Le Président honoraire de la République démocratique du Congo, Joseph Kabila a signé ce jeudi 29 mai, sa toute première apparition publique dans la ville de Goma, capitale provinciale du Nord-Kivu où il est signalé depuis dimanche dernier.
Durant cette première, le sénateur à vie a débuté les consultations avec les couches sociales, dans l’objectif d’arriver à la pacification de la République démocratique du Congo.
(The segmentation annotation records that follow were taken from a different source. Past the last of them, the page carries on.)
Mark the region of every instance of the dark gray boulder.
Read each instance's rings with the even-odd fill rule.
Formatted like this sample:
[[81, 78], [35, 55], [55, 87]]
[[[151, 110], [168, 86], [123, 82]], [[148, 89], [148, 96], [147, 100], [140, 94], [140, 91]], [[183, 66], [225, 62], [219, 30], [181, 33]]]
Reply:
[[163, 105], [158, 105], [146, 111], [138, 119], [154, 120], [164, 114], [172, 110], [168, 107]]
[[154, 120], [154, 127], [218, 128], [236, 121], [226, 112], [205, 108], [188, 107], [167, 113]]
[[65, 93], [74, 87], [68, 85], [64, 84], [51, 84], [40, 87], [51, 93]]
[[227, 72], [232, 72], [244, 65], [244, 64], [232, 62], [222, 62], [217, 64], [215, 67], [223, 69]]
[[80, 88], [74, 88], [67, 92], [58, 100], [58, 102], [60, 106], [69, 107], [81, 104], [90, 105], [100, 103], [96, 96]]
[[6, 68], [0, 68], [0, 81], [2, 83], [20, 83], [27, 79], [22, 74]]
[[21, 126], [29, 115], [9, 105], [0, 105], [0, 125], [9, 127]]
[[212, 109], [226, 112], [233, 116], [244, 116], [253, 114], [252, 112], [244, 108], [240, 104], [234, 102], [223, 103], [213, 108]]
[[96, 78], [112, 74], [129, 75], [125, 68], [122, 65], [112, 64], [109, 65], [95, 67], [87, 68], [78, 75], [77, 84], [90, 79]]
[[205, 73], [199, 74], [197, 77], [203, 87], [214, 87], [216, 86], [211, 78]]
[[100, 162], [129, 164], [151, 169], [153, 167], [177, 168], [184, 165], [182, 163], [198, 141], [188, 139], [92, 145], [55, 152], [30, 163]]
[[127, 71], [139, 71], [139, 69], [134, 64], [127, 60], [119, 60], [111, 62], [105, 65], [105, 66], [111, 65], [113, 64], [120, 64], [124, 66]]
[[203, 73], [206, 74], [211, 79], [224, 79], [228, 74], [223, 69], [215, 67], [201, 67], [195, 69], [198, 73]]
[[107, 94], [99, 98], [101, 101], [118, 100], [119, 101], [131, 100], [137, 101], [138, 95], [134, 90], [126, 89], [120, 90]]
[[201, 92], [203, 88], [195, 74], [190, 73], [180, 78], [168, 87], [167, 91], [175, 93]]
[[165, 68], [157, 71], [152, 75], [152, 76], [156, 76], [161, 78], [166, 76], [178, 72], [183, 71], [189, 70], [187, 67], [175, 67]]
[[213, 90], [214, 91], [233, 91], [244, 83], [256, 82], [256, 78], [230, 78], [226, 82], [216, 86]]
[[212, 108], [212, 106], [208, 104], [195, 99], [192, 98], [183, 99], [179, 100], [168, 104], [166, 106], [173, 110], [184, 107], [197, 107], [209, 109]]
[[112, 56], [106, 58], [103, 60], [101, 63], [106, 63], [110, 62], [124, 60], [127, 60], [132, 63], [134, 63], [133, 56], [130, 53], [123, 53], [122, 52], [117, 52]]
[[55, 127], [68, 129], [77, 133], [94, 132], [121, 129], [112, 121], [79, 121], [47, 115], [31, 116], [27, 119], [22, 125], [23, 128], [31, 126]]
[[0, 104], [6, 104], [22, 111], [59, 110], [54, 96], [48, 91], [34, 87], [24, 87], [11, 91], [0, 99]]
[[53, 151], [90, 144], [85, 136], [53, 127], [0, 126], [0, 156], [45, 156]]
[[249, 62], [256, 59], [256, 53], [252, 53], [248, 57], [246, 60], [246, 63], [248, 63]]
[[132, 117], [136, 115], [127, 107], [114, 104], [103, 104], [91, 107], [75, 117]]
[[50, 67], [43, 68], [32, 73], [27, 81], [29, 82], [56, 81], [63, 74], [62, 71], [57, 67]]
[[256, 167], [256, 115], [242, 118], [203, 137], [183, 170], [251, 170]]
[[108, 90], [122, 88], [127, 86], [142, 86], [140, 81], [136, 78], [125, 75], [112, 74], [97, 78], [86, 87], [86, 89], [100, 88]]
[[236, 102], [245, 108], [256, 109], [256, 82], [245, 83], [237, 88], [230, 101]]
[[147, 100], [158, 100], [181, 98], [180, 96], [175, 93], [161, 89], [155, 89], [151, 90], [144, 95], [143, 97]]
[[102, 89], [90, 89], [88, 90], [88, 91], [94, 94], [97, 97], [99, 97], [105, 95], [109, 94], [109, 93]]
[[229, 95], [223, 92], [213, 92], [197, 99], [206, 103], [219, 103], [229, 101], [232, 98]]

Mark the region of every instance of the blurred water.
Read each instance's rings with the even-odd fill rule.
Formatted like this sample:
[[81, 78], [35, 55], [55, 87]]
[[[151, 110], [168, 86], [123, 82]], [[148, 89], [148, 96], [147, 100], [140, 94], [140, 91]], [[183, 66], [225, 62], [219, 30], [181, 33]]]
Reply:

Les prermiers à passer sont les confessions religieuses, hormis l’église catholique.

Au sortir de ces échanges, l’évêque Joël Amurani, président des églises de réveil au Nord-Kivu explique que l’ancien Président de la République a exprimé le voeu de voir la paix revenir dans la partie orientale du pays.
« Il a exprimé son souhait de voir la paix revenir dans cette partie Est d’abord et dans toute l’étendue nationale », rapporte-t-il. « Son souhait est que la paix soit restaurée, la cohésion nationale mais aussi le vivre-ensemble ».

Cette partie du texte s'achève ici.